Indeks Dolar Terkoreksi, Pasar Menunggu Data Inflasi (Consumer Price Index) AS

Indeks Dolar AS (DXY) kembali terkoreksi pada hari ini, Selasa (9/6), tapi masih dalam range yang terbatas setelah membukukan reli yang cukup signifikan pekan lalu.

Pasar saat ini sedang menantikan data inflasi (Consumer Price Index) AS yang akan dirilis besok, sambil mencermati perkembangan gencatan senjata antara Iran-Israel.
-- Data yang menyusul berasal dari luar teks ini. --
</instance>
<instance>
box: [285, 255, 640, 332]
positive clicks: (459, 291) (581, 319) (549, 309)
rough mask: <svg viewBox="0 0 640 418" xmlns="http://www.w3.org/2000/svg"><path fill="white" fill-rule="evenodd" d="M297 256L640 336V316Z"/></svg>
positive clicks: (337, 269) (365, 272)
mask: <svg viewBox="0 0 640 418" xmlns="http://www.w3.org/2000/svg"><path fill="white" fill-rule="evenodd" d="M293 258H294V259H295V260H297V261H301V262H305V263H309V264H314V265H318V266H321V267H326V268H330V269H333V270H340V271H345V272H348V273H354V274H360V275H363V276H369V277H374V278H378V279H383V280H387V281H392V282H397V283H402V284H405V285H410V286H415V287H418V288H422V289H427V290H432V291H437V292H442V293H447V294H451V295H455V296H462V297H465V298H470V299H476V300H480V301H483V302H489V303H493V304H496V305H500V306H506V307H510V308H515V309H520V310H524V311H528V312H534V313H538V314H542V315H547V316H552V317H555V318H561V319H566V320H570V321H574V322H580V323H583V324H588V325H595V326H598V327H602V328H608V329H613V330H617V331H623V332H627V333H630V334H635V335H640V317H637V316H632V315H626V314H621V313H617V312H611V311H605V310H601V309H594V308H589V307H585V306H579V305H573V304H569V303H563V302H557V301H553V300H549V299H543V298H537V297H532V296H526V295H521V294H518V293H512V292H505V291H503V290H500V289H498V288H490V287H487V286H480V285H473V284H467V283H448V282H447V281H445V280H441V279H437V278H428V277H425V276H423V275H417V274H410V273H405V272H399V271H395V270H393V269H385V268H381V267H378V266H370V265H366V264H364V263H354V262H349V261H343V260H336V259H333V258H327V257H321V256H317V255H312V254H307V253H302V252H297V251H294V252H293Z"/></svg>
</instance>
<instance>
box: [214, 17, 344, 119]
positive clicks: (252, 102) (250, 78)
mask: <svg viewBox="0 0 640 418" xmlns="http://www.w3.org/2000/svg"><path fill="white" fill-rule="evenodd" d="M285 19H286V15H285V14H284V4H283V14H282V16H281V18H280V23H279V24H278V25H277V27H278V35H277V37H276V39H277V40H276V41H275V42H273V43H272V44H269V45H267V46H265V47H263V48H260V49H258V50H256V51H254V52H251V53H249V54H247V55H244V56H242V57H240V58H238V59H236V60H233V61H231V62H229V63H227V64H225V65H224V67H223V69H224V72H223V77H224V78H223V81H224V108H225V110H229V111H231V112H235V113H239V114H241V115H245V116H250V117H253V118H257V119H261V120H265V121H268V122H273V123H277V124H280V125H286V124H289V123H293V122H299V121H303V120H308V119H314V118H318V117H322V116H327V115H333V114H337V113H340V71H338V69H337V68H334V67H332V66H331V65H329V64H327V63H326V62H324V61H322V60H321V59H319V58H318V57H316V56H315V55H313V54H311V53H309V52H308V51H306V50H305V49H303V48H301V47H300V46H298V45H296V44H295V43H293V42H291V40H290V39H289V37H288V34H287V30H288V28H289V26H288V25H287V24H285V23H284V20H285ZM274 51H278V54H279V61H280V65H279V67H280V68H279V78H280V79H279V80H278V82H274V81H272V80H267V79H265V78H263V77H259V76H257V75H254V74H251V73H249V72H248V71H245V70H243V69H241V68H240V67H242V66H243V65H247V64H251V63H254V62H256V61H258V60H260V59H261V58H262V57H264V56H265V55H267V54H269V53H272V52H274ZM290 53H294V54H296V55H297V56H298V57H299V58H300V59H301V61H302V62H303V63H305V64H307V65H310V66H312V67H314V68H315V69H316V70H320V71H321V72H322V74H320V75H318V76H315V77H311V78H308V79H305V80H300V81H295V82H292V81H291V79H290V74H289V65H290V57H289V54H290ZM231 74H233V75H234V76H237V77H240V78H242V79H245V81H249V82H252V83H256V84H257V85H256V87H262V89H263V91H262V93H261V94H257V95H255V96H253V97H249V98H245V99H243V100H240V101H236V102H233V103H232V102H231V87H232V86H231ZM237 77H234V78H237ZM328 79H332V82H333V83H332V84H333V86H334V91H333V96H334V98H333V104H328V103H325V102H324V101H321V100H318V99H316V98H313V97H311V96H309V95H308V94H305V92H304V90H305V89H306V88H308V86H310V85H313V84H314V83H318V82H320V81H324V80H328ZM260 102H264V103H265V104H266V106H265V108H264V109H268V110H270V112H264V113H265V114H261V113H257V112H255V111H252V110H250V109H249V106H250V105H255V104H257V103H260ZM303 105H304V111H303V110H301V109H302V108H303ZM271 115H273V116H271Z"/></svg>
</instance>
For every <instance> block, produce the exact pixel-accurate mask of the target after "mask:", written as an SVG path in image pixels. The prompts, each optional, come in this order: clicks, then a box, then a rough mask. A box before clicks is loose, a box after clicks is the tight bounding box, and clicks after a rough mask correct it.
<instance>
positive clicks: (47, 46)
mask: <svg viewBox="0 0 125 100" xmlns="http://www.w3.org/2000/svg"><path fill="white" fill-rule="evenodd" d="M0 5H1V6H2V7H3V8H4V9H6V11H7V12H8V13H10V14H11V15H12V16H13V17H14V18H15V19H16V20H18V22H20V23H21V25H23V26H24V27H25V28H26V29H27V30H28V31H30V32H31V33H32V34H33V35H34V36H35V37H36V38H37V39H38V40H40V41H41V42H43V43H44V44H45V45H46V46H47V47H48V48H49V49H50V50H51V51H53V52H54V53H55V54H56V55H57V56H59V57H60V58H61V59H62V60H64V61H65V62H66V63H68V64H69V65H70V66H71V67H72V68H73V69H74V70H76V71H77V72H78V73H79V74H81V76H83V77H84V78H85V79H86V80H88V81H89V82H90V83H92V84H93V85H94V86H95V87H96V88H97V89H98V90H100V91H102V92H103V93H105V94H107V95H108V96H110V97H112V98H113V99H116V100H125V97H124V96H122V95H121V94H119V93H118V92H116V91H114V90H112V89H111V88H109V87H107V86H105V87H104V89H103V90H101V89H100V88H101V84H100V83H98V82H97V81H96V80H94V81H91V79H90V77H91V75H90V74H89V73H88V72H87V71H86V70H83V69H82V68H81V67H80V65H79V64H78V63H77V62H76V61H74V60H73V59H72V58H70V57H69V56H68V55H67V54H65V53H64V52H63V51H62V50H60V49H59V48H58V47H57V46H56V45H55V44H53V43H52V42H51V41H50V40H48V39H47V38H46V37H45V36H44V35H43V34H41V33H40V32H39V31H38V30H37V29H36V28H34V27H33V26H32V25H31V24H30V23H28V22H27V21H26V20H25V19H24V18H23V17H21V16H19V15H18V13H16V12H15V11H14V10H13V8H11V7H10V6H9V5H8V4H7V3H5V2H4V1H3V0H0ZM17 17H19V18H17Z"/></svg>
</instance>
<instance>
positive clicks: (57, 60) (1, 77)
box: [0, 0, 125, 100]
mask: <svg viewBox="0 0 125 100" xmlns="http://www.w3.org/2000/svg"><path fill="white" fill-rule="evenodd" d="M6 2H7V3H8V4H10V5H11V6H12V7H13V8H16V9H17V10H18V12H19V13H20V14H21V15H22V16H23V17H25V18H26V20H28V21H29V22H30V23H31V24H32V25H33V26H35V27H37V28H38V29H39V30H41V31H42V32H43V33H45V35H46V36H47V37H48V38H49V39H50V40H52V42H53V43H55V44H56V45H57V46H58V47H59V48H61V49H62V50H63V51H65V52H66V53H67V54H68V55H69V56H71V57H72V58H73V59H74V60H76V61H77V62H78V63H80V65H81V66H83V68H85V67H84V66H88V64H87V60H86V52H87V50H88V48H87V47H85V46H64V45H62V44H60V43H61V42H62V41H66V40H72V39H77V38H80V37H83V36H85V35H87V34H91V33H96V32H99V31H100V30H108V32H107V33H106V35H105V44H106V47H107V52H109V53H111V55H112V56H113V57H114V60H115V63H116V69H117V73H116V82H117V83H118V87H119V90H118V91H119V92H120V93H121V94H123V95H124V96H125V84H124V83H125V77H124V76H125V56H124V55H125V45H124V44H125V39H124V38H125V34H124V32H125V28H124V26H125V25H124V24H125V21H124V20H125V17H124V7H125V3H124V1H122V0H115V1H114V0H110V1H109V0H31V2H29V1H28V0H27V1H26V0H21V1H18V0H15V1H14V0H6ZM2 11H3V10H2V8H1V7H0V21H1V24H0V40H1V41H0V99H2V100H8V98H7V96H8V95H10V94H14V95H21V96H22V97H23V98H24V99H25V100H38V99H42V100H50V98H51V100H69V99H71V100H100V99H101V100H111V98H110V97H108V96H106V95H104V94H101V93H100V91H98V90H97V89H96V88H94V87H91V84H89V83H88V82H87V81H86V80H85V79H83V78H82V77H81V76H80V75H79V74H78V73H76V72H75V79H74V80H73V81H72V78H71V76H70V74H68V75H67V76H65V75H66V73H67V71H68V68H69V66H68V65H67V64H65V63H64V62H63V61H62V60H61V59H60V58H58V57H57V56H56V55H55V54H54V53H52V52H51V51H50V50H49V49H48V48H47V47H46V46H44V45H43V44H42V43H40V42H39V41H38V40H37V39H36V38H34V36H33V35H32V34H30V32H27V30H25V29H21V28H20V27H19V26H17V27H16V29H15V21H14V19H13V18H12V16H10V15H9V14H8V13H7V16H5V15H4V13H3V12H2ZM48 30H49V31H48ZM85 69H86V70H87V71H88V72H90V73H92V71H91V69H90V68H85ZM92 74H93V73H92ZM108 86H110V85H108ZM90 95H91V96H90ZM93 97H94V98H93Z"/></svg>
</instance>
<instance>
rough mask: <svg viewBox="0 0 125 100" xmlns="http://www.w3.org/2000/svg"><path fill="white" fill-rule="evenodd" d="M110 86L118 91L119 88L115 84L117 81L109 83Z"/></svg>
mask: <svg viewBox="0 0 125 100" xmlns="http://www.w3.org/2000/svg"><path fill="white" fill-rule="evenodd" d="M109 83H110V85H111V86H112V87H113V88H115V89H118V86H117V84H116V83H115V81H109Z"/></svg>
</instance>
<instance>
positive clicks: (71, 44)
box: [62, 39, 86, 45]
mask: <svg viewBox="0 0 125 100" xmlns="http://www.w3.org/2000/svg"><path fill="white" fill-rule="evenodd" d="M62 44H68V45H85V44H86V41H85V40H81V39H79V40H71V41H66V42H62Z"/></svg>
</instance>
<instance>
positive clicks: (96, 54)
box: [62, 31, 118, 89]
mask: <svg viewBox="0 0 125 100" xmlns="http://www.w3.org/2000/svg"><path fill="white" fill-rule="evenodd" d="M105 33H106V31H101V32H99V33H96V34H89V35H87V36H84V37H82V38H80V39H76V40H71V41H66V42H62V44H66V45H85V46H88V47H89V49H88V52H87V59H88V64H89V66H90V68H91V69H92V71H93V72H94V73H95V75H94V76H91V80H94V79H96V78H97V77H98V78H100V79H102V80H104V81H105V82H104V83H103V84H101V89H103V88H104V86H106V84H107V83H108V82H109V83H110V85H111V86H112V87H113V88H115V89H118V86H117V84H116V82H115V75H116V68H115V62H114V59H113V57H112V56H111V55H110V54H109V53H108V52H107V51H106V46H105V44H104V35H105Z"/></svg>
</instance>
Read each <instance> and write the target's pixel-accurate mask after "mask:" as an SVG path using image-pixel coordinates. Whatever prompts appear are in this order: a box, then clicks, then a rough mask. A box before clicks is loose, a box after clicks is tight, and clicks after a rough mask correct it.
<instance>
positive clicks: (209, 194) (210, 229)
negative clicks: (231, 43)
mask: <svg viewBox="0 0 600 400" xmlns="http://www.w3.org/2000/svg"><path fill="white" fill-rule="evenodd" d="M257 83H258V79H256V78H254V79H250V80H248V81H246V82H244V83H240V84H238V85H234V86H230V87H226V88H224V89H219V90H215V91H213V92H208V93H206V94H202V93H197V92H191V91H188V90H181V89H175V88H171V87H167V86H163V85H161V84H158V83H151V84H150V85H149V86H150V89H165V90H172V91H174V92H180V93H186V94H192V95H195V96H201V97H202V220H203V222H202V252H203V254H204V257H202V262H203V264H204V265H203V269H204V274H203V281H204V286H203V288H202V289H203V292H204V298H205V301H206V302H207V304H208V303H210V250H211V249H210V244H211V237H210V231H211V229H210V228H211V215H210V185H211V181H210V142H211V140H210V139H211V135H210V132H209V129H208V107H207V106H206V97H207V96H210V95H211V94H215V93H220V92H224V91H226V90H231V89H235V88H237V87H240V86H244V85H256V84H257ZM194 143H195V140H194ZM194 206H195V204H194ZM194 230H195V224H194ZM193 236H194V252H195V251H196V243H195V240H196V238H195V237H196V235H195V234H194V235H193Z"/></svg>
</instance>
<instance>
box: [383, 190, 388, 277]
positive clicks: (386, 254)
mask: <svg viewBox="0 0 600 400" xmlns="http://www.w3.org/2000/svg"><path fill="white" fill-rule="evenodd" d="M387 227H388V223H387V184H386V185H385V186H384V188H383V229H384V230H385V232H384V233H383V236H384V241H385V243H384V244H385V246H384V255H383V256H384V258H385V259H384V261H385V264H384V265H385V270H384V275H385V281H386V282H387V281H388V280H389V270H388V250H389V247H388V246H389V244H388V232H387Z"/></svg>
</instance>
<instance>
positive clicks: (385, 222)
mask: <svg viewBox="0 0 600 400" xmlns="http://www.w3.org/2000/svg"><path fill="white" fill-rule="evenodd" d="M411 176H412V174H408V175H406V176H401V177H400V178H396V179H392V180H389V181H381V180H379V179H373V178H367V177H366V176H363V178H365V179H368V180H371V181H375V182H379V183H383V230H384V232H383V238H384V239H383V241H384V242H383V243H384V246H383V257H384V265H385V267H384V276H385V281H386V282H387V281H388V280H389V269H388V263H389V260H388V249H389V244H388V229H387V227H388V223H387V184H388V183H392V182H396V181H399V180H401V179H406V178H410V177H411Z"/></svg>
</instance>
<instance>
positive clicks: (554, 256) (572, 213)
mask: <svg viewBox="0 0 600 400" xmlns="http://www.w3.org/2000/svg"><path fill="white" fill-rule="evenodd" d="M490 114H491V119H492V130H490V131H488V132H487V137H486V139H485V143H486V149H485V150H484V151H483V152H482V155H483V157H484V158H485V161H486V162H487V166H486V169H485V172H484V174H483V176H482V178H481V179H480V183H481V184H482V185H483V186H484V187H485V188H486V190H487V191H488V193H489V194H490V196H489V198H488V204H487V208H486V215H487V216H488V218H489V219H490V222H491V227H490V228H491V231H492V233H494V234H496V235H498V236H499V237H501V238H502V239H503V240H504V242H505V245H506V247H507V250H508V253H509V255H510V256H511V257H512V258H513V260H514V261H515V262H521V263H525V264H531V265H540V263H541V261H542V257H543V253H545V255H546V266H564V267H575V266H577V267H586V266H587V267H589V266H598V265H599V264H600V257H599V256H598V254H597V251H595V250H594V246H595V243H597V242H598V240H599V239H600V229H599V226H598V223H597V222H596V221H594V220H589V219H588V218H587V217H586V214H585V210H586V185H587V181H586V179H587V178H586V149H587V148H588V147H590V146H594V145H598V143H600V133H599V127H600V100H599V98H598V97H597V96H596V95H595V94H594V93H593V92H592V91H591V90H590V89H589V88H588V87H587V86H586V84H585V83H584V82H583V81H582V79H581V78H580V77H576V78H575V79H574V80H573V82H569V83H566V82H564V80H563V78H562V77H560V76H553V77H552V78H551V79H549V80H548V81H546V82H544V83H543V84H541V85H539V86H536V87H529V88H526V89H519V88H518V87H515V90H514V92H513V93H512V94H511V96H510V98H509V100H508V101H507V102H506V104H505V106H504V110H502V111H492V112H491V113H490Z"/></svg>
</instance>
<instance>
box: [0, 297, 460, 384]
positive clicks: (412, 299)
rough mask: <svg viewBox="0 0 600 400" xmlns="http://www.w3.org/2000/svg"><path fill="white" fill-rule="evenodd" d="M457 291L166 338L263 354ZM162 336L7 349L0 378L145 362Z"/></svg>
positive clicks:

Hingga pukul 15:27 WIB, DXY yang mengukur kinerja USD terhadap 6 mata uang utama lainnya (EUR, JPY, GBP, CAD, SEK, CHF) terpantau turun 0,09% di level 99,91.

Pergerakan DXY masih cenderung dengan range yang terbatas hari ini karena investor meragukan keberlangsungan senjata antara Iran-Israel.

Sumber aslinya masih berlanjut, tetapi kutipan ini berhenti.